The idea that Jews belong not in their actual place of residence and origin but in the Holy Land was of course not a position that all Zionists subscribed to, either then or now. Yet it is not hard to see the very problematic logic that links such assertions to the sort of blood-and-soil nationalism that led to the destruction of European Jewish life. Nazism of course grew out of this context and insisted that Jews could never really be German. The Nazis, however, took this conclusion to a radically new place: It was ultimately extermination, rather than resettlement, that drove the Nazi position.
Though the scope of destruction was not yet known in the 1930s and early 1940s, many nevertheless find it astounding that there were attempts by right-wing Zionists during these years to establish ties with Nazi Germany. Numerous scholars have noted the fascist sympathies of certain members of the Revisionist Zionist camp, who bitterly feuded with mainstream Zionists and denounced them as Bolsheviks. The antipathy was apparently mutual, as David Ben-Gurion published in 1933 a work that described Ze’ev Jabotinsky, founder of the Revisionist movement, as treading in the footsteps of Hitler. The Zionist right’s flirtation with fascism reached its tragic peak in 1941, when Lehi, Avraham Stern’s paramilitary splinter group, approached Otto Von Hentig, a German diplomat, to propose cooperation between the nationally rooted Hebraic movement in Palestine and the German state.
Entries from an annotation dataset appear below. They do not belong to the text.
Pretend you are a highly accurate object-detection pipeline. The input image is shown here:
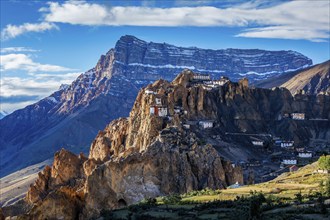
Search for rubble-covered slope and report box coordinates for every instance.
[255,60,330,95]
[3,70,330,219]
[0,35,312,177]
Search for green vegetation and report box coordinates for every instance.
[317,155,330,170]
[101,160,330,220]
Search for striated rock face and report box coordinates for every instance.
[115,36,312,81]
[85,141,243,216]
[26,149,87,204]
[0,36,312,176]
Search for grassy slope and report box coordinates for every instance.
[183,163,328,202]
[103,162,330,220]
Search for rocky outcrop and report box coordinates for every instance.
[26,149,87,204]
[0,36,312,176]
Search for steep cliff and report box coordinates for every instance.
[0,36,312,177]
[5,70,330,219]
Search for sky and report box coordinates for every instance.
[0,0,330,113]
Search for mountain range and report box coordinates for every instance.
[0,36,312,176]
[255,60,330,95]
[4,70,330,219]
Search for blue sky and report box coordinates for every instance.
[0,0,330,112]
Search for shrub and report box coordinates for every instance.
[163,194,181,205]
[318,155,330,170]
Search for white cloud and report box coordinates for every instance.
[1,22,58,40]
[0,54,72,72]
[236,26,329,42]
[0,73,81,112]
[40,0,330,41]
[1,100,36,114]
[0,47,40,53]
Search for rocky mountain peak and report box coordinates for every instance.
[0,35,312,178]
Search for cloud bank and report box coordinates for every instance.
[1,22,58,40]
[36,1,330,42]
[0,73,81,113]
[0,53,72,73]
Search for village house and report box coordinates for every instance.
[283,113,290,118]
[298,152,313,158]
[289,165,299,173]
[252,141,264,146]
[150,106,167,117]
[182,124,190,129]
[155,98,162,105]
[291,113,305,120]
[281,141,294,148]
[193,74,211,81]
[295,147,305,152]
[198,121,213,129]
[144,89,156,95]
[246,159,261,167]
[282,158,297,165]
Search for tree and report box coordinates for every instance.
[295,191,303,203]
[318,155,330,170]
[163,194,181,205]
[324,178,330,196]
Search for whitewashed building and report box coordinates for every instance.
[150,106,167,117]
[144,89,156,95]
[158,107,167,117]
[282,159,297,165]
[291,113,305,120]
[298,152,313,158]
[182,124,190,129]
[155,98,162,105]
[252,141,264,146]
[198,121,213,129]
[193,74,211,80]
[281,141,294,147]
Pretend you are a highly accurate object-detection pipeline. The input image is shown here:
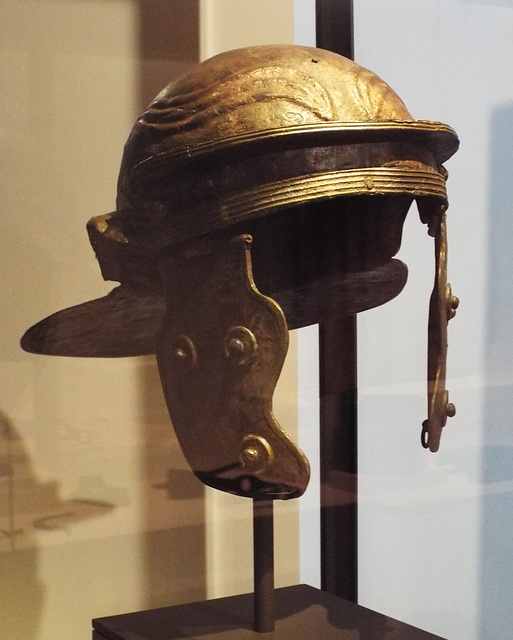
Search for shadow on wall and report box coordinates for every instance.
[480,104,513,640]
[0,412,113,640]
[135,0,206,608]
Nazi Germany declined his generous offer, having stumbled across quite a different “solution” to the question of Jewish existence.
It has been with this history in mind that I approach contemporary debates about Donald Trump’s presidency and the alliance it fosters between members of the white nationalist “alt-right” on one hand, and a certain segment of American Jews on the other. The argument that the latter should work with the former because they all share a commitment to “Greater Israel” belies the fact that not all allies, or alliances, are created equal. When Richard Spencer voices his admiration of Zionism (because, in his understanding, the movement stands first and foremost for racial homogeneity), we should realize that this is not incidental to his suggestion that America might be better off with a peaceful ethnic cleansing of those population segments that are not of white, European descent. Do American Jews really believe that they will pass muster within such a state? And are the swastikas and other acts of intimidation that have been so abundant since Trump’s victory really just peaceful incentives to realize that our true home is in a land far, far away?
The answer must be a resounding “no.”
Jewish life flourishes in pluralistic societies within which difference is not a “problem” to be resolved, but a fact to be celebrated. The alliance of right-wing Zionists and the “alt-right” should not be viewed as an abnormality, but as the meeting of quite compatible outlooks that assert — each in its own way - that the world will be secure only once we all retreat to our various plots of ancestral land. Nationalist thinking of this sort wrought more than its fair share of damage during the 20th century. Let’s not enact a repeat performance in the 21st.
Suzanne Schneider is a historian of the Israeli-Palestinian conflict and the Zionist movement, and a director and core faculty member at the Brooklyn Institute for Social Research.